Voi operatori non vi ponete mai il problema etico? E i medici, che hanno prestato il giuramento di Ippocrate?
«Personalmente quando vedo la gratitudine di queste persone che soffrono quando diciamo loro che possiamo aiutarli e che possono morire, o dei loro parenti non ho dubbi etici, altrimenti non farei questa attività. Nei medici abbiamo le due tendenze, chi li accompagna sino alla fine essendo presente al suicidio assistito e chi si appella al loro giuramento affermando di non poter porre fine alla vita di una persona perché contro la sua etica. La prima tendenza sta prendendo spazio, ci sono sempre più dottori che capiscono che dei pazienti terminali possano avere diritto a porre fine alla loro vita senza soffrire per altri mesi».
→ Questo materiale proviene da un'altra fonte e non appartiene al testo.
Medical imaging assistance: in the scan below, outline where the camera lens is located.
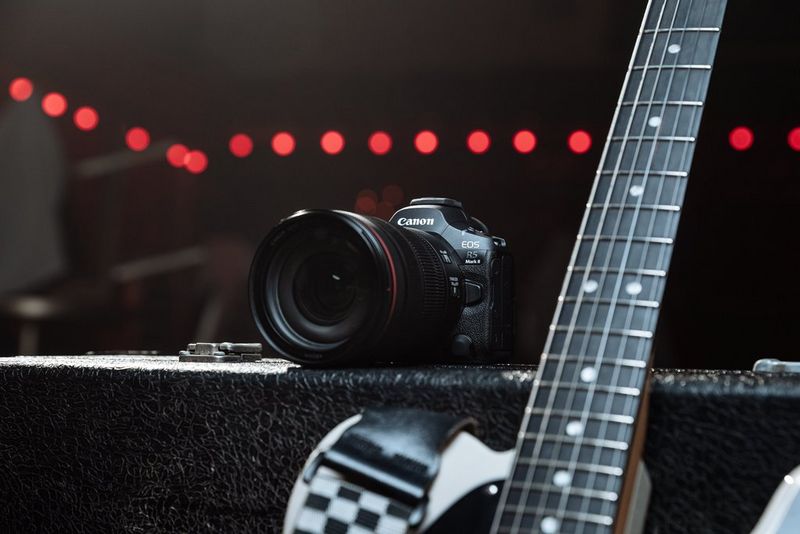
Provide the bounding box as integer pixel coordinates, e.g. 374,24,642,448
250,210,460,365
294,252,358,324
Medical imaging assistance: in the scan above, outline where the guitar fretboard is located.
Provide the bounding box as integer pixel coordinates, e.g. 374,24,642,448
493,0,726,534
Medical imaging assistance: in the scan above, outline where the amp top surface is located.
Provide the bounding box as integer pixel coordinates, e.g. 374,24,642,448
0,355,800,533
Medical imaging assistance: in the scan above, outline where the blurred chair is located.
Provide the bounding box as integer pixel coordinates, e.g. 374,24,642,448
0,98,251,354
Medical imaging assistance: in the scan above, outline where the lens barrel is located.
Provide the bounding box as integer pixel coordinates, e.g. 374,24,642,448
250,210,463,366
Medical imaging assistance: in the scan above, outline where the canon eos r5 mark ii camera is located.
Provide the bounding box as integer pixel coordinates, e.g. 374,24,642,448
250,198,513,366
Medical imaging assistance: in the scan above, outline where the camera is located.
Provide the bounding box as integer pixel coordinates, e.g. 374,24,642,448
249,198,514,366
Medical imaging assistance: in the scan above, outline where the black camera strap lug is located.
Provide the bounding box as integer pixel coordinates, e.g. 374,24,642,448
178,341,262,363
302,408,476,528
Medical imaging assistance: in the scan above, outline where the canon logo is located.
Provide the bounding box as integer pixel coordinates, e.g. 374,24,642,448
397,217,433,226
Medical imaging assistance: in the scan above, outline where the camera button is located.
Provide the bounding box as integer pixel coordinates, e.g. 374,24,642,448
464,282,483,306
450,334,473,358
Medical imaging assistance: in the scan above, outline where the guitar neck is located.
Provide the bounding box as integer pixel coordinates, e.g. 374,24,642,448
493,0,726,534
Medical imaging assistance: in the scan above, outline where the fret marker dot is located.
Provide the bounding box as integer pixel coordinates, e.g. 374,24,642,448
581,367,597,382
553,471,572,488
539,516,561,534
567,421,583,436
625,282,642,295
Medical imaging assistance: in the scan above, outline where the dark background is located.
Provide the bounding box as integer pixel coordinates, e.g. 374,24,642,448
0,0,800,368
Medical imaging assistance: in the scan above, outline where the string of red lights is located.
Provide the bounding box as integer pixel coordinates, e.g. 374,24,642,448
8,77,800,178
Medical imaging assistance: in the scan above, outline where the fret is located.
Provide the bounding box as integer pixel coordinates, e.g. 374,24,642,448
609,135,695,143
643,0,726,31
492,0,726,534
556,303,656,332
510,460,623,500
511,481,619,502
525,408,635,428
508,506,614,532
584,175,686,208
519,458,625,477
550,324,653,339
642,28,720,34
524,434,639,476
611,104,701,140
526,412,637,446
577,234,673,245
631,65,711,71
540,360,648,394
586,203,681,211
567,265,667,277
597,169,689,178
558,295,661,308
619,100,703,108
583,204,680,239
622,65,711,101
606,140,695,175
633,29,719,70
545,327,650,361
566,239,672,278
542,358,647,369
539,380,641,397
528,388,640,422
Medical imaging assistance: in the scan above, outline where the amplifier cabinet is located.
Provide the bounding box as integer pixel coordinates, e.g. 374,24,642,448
0,355,800,534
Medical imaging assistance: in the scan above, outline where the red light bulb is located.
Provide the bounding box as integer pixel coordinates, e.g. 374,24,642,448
228,134,253,158
42,93,67,117
467,130,492,154
513,130,536,154
272,132,296,156
567,130,592,154
72,106,100,132
8,78,33,102
367,132,392,156
728,126,755,152
125,126,150,152
414,130,439,155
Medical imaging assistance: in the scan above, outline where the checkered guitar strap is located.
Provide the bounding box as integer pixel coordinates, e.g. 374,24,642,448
294,474,414,534
284,408,475,534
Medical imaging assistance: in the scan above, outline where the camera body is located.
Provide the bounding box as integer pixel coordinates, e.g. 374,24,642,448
250,198,514,367
389,197,514,362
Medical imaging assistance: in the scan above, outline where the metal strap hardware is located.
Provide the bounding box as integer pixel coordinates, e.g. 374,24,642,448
178,341,262,363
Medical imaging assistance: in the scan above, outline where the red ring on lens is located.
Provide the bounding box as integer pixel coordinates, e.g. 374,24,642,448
366,224,397,325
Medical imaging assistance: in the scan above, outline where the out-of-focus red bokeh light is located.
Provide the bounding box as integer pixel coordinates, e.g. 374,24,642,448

Cosa vorrebbe dire a chi dovrà votare su questo tema?
«Sarebbe giusto che nelle case anziani e nelle strutture di cura permettessero l'accesso a organizzazioni serie. Poi aggiungo che si sta enfatizzando il problema, perché in cinque anni in cui opero in Ticino le persone tolte da case anziani e ospedali per usufruire del suicidio assistito si possono contare sulle dita di una mano».